For those of us embarking on a spiritual quest, one of the most challenging practices can often be to find a balance amidst the rush of our daily lives. We seek to become and remain at perfect peace with ourselves in all situations, whatever may come our way. We want to treat all people, even those who may have hurt us, with the same level of compassion. We may seek to maintain neutral composure regardless of how we may feel, how excited, sad, angry, or happy we may be. In fact, many feel that in order for us to achieve balance in our lives, we need to let go of precisely those qualities that make us human.
Take, for example, a person who wishes to find peace in his life. He creates a situation for himself in which he feel satisfied with his job and his private life. He feels that he can go to work each day and come home to eat dinner, read a book, and retire to bed at the end of the day. He is pleased with this pace. Then comes a time when he realizes that he is bored. He feels something is missing. There is no excitement, no variety in his life. Everything has become a little too neutral. Could we say that this man has truly been able to cultivate balance in his life, if he continues to long for something more?
I feel that, when we seek a sense of balance, we may forget that in this life, we are experiencing a human existence. So, why try to get away from ourselves by stripping ourselves of everything with which we have been gifted? I believe that by giving up everything that makes us happy and living a monastic life, some of us, but not others, can achieve enlightenment. Personally, if I were to give up what makes me most happy in this life, I would not feel at ease with myself. Something would be amiss.
Perhaps this is where the challenge truly lies. Instead of deciding to live an ascetic life, devoid of earthly pleasures, we can work to find a careful balance. For some of us, finding the True Self may be facilitated by consciously discarding the many pleasures that this life has to offer. Others, however, are on a different path. And that is okay. I feel that we would be doing ourselves a disservice by attempting to force ourselves into a place in which we feel miserable, simply because we feel we should be living our lives differently, the way those we look up to may live their own lives.
Does giving up sweets make you happy by eliminating this pleasure that often makes us feel oh-so-guilty, or does it make us long for that taste even more than before? Therein lies the lesson. By gently testing our boundaries and renouncing something, we can try to find a place that makes us feel at peace. Challenges are healthy, but only in so far as we allow ourselves to draw lessons from the challenges. If you are not ready to give up chocolate at this time, by all means continue to enjoy it. However, perhaps you could eat more mindfully, enjoying smaller portions of your favourite treat and only eating as much as you feel helps to satisfy your craving so you can move on to focus on other matters.

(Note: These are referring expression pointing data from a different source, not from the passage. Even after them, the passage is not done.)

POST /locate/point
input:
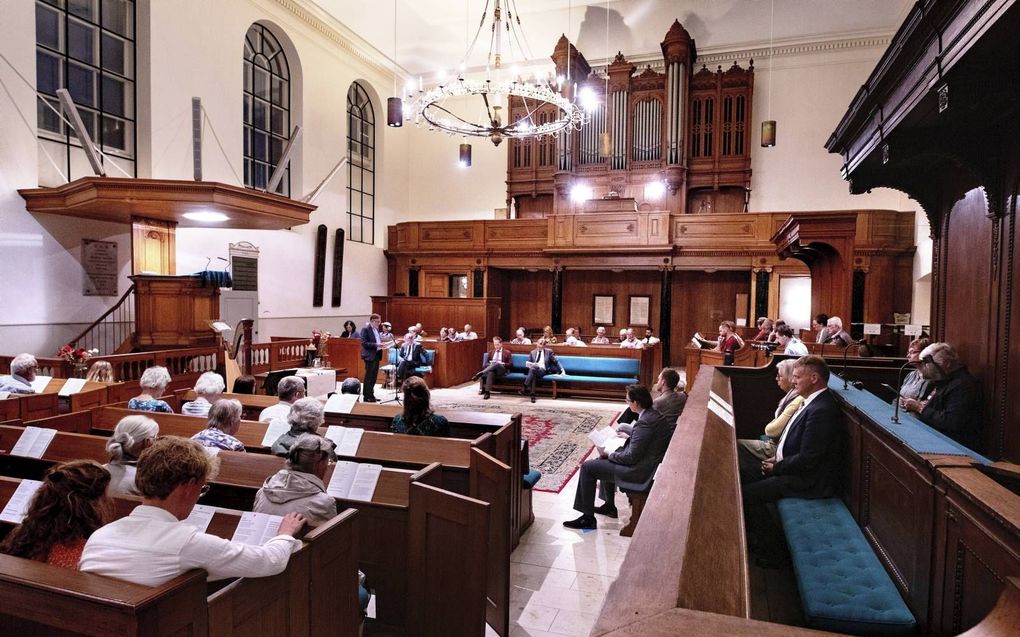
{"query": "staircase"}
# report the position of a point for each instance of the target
(111, 332)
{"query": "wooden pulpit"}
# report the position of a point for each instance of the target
(174, 311)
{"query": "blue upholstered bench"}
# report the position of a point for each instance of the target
(582, 374)
(844, 586)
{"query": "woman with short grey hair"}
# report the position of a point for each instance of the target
(306, 417)
(133, 435)
(224, 420)
(299, 487)
(209, 387)
(154, 381)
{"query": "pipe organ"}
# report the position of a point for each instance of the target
(690, 131)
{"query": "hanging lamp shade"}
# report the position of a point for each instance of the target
(395, 112)
(768, 134)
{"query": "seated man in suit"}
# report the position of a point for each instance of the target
(22, 372)
(954, 407)
(408, 357)
(669, 401)
(809, 458)
(499, 365)
(632, 463)
(541, 361)
(836, 334)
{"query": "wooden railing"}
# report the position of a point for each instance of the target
(113, 329)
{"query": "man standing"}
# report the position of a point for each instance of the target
(541, 361)
(632, 464)
(371, 354)
(499, 365)
(408, 358)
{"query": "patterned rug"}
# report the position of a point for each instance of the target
(557, 437)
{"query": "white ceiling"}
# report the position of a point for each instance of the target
(432, 35)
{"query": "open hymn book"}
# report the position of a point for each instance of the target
(607, 439)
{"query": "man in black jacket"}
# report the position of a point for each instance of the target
(632, 463)
(810, 456)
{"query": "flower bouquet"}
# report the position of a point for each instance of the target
(79, 358)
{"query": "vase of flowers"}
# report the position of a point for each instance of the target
(78, 358)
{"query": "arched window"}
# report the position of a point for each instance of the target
(87, 47)
(361, 169)
(267, 108)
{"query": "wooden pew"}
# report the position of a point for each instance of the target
(315, 595)
(381, 526)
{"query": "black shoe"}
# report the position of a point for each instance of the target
(583, 522)
(605, 510)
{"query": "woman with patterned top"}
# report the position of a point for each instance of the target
(209, 387)
(69, 506)
(154, 381)
(224, 420)
(418, 418)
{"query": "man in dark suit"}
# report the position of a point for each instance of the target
(808, 461)
(371, 354)
(499, 365)
(541, 361)
(633, 463)
(408, 357)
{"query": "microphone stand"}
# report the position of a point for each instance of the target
(899, 388)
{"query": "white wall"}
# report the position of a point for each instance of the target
(194, 48)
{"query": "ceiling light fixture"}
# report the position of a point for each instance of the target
(768, 126)
(429, 106)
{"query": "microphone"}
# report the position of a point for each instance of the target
(846, 350)
(899, 384)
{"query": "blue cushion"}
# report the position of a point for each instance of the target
(530, 478)
(844, 586)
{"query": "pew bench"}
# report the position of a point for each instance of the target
(844, 586)
(583, 375)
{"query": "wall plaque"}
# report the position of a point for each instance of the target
(99, 260)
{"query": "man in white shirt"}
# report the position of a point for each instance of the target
(521, 339)
(630, 341)
(22, 372)
(153, 544)
(289, 389)
(791, 343)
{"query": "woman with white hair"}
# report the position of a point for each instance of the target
(299, 487)
(224, 420)
(209, 387)
(306, 417)
(22, 372)
(154, 381)
(133, 435)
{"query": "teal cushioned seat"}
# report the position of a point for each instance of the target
(844, 586)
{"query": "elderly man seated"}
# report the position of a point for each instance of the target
(22, 372)
(154, 544)
(209, 388)
(954, 407)
(289, 389)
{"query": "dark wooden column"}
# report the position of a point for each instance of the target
(665, 312)
(557, 312)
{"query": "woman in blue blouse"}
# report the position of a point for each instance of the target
(418, 418)
(153, 381)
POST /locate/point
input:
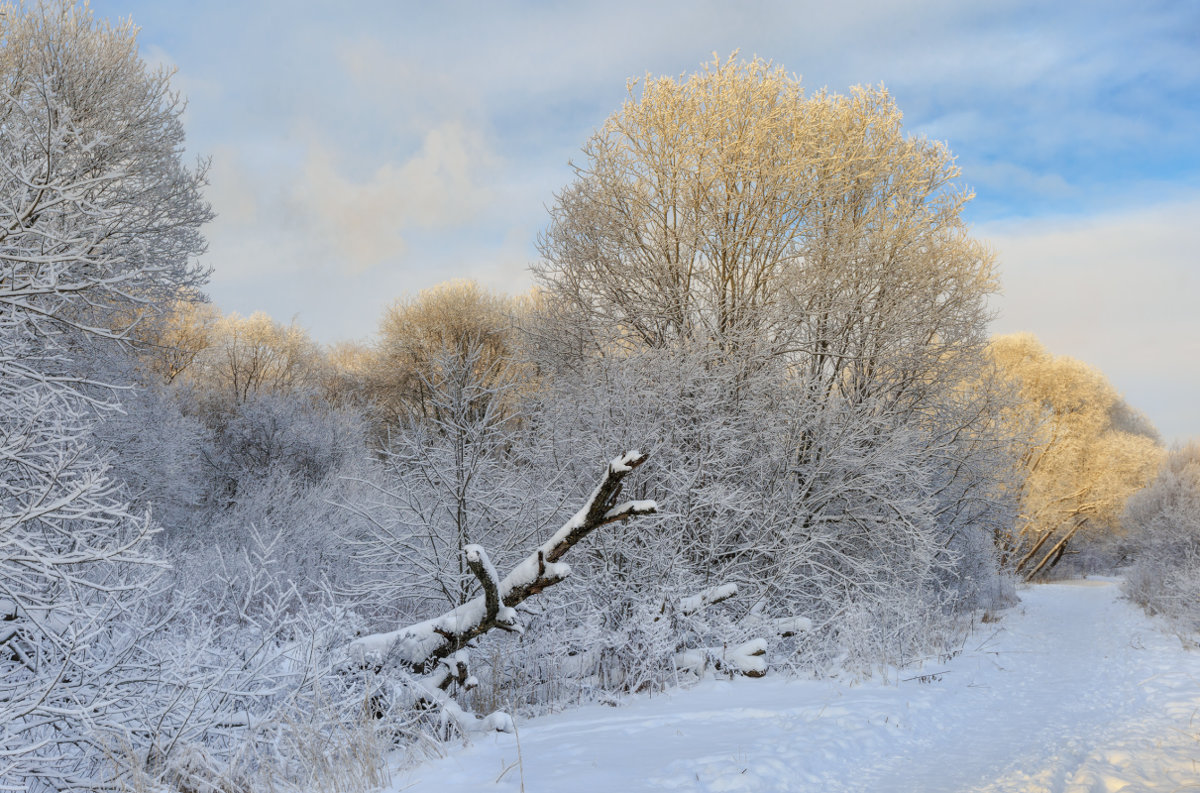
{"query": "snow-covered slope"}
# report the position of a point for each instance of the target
(1073, 691)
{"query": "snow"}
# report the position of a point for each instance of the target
(1072, 691)
(714, 595)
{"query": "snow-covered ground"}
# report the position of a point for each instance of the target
(1073, 691)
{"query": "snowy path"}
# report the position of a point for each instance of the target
(1073, 691)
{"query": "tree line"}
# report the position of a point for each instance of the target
(773, 295)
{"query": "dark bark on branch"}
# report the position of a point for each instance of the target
(423, 646)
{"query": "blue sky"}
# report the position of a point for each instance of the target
(364, 151)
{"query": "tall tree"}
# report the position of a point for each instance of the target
(99, 224)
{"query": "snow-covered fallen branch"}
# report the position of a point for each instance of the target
(423, 646)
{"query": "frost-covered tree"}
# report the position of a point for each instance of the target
(1163, 526)
(1090, 451)
(798, 271)
(99, 227)
(455, 473)
(415, 334)
(729, 209)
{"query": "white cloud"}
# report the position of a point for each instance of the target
(441, 186)
(1120, 290)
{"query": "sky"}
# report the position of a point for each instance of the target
(364, 151)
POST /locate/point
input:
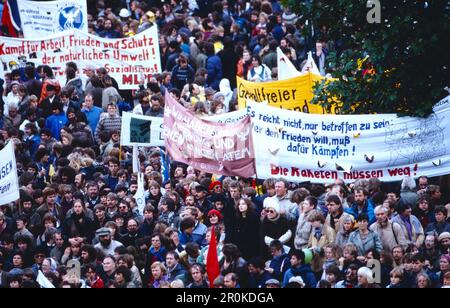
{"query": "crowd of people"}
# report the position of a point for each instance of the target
(77, 187)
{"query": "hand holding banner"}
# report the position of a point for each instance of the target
(9, 182)
(211, 147)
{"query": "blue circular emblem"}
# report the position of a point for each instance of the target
(70, 17)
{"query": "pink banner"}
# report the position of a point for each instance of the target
(218, 148)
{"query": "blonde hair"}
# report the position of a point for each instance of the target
(159, 265)
(177, 284)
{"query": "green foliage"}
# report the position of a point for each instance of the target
(408, 52)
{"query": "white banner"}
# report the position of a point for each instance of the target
(127, 60)
(317, 148)
(9, 182)
(140, 130)
(44, 18)
(286, 69)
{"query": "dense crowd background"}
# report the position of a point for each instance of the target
(77, 185)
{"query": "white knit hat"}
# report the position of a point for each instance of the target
(272, 203)
(367, 273)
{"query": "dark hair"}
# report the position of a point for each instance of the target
(125, 271)
(334, 199)
(362, 216)
(299, 254)
(440, 209)
(276, 244)
(257, 58)
(257, 262)
(71, 73)
(312, 201)
(47, 70)
(170, 204)
(187, 223)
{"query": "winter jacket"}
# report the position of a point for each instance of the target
(390, 235)
(78, 85)
(286, 206)
(79, 226)
(305, 272)
(54, 123)
(339, 224)
(372, 241)
(417, 233)
(328, 237)
(368, 208)
(173, 273)
(214, 68)
(182, 76)
(438, 228)
(302, 232)
(280, 264)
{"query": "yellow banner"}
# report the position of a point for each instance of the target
(293, 94)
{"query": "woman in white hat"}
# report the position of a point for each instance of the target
(274, 226)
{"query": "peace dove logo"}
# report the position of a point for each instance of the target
(70, 17)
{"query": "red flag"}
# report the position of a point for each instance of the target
(212, 260)
(9, 16)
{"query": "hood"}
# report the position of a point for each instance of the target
(225, 87)
(76, 82)
(302, 269)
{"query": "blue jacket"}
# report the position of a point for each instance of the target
(214, 68)
(258, 281)
(303, 271)
(198, 236)
(54, 123)
(368, 209)
(280, 265)
(93, 116)
(33, 144)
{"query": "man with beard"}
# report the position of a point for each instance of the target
(390, 232)
(77, 224)
(106, 244)
(80, 180)
(111, 204)
(202, 203)
(93, 197)
(148, 225)
(130, 238)
(397, 255)
(362, 205)
(50, 206)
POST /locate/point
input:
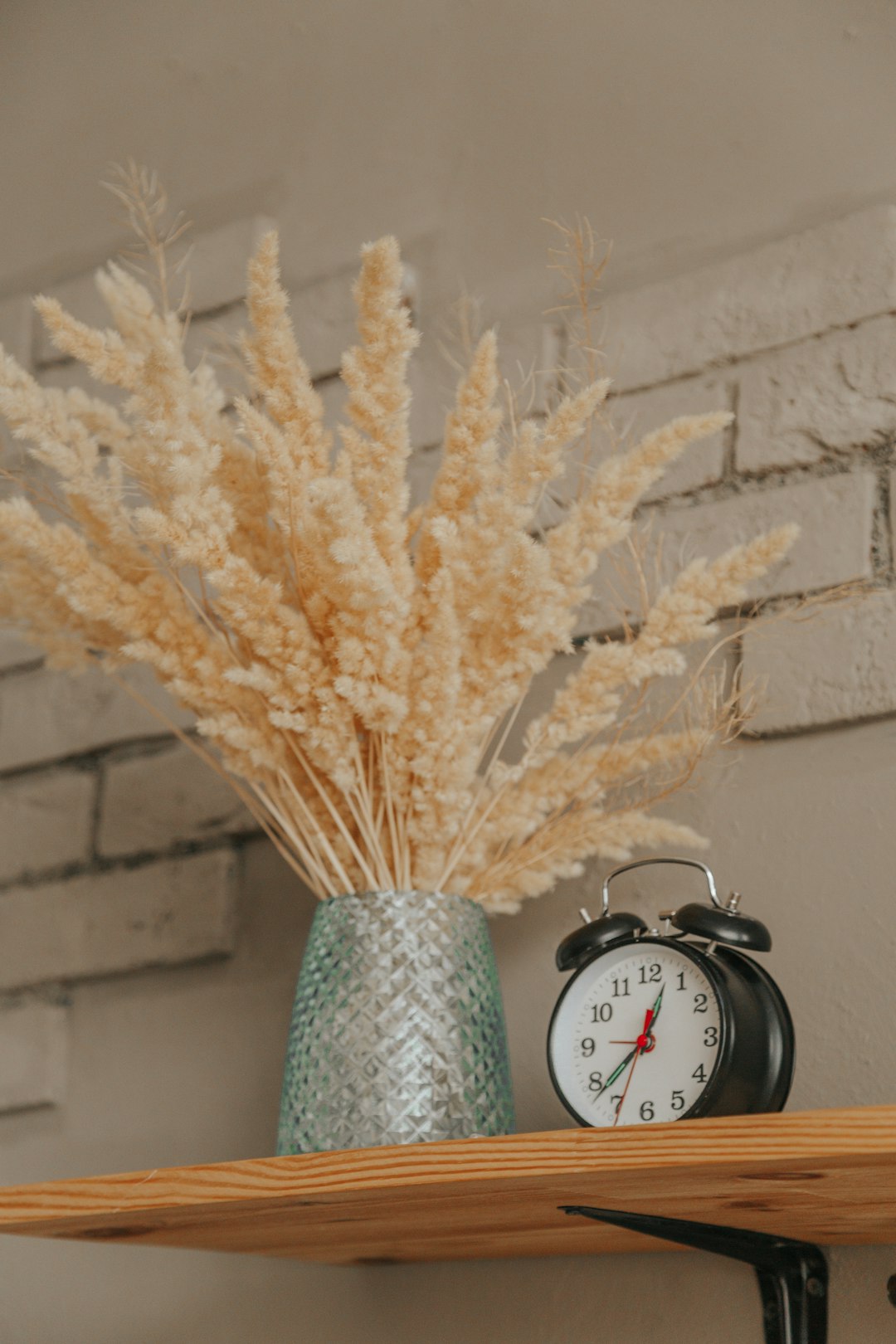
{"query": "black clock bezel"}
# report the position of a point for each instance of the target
(724, 1054)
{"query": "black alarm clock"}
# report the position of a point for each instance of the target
(659, 1025)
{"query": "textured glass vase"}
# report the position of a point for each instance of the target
(398, 1029)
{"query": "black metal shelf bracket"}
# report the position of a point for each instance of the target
(793, 1276)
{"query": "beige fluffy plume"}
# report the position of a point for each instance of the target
(353, 671)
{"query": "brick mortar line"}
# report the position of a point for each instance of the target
(100, 866)
(772, 479)
(95, 758)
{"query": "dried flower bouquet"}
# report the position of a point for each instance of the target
(355, 667)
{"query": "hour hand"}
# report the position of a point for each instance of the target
(655, 1011)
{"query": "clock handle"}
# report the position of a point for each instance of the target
(642, 863)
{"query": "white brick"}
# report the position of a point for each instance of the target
(421, 474)
(802, 285)
(430, 397)
(162, 914)
(46, 715)
(324, 318)
(80, 297)
(17, 652)
(17, 324)
(837, 665)
(32, 1055)
(833, 548)
(217, 338)
(71, 374)
(825, 396)
(529, 358)
(45, 821)
(219, 262)
(217, 268)
(640, 413)
(151, 802)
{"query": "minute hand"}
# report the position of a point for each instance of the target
(620, 1069)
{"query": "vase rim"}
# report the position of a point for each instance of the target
(399, 891)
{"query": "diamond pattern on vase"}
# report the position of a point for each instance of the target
(398, 1029)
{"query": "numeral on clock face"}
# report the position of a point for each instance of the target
(637, 1036)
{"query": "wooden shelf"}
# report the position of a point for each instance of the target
(826, 1176)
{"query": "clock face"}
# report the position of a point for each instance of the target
(635, 1036)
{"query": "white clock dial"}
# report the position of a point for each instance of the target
(606, 1066)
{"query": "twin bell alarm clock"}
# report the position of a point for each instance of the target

I will end here and leave you to contemplate another quote from a book I’m currently reading, Nischala Joy Devi’s The Secret Power of Yoga: A Woman’s Guide to the Heart and Spirit of the Yoga Sutras:
“Many teachers and translators of the scriptures encourage us to avoid the sweetness in life to better prepare us for the big payoff, enlightenment. It is actually the opposite. By generously sprinkling our lives with joy and sweetness, their seeds take root within us, reflecting in our every action. This ever-present joy is the greatest enlightenment and it can be ours right now!”
Affirmation: “I carefully test the waters of my life to find perfect balance.”
Wishing you a peaceful week! Sat Nam, and Namaste!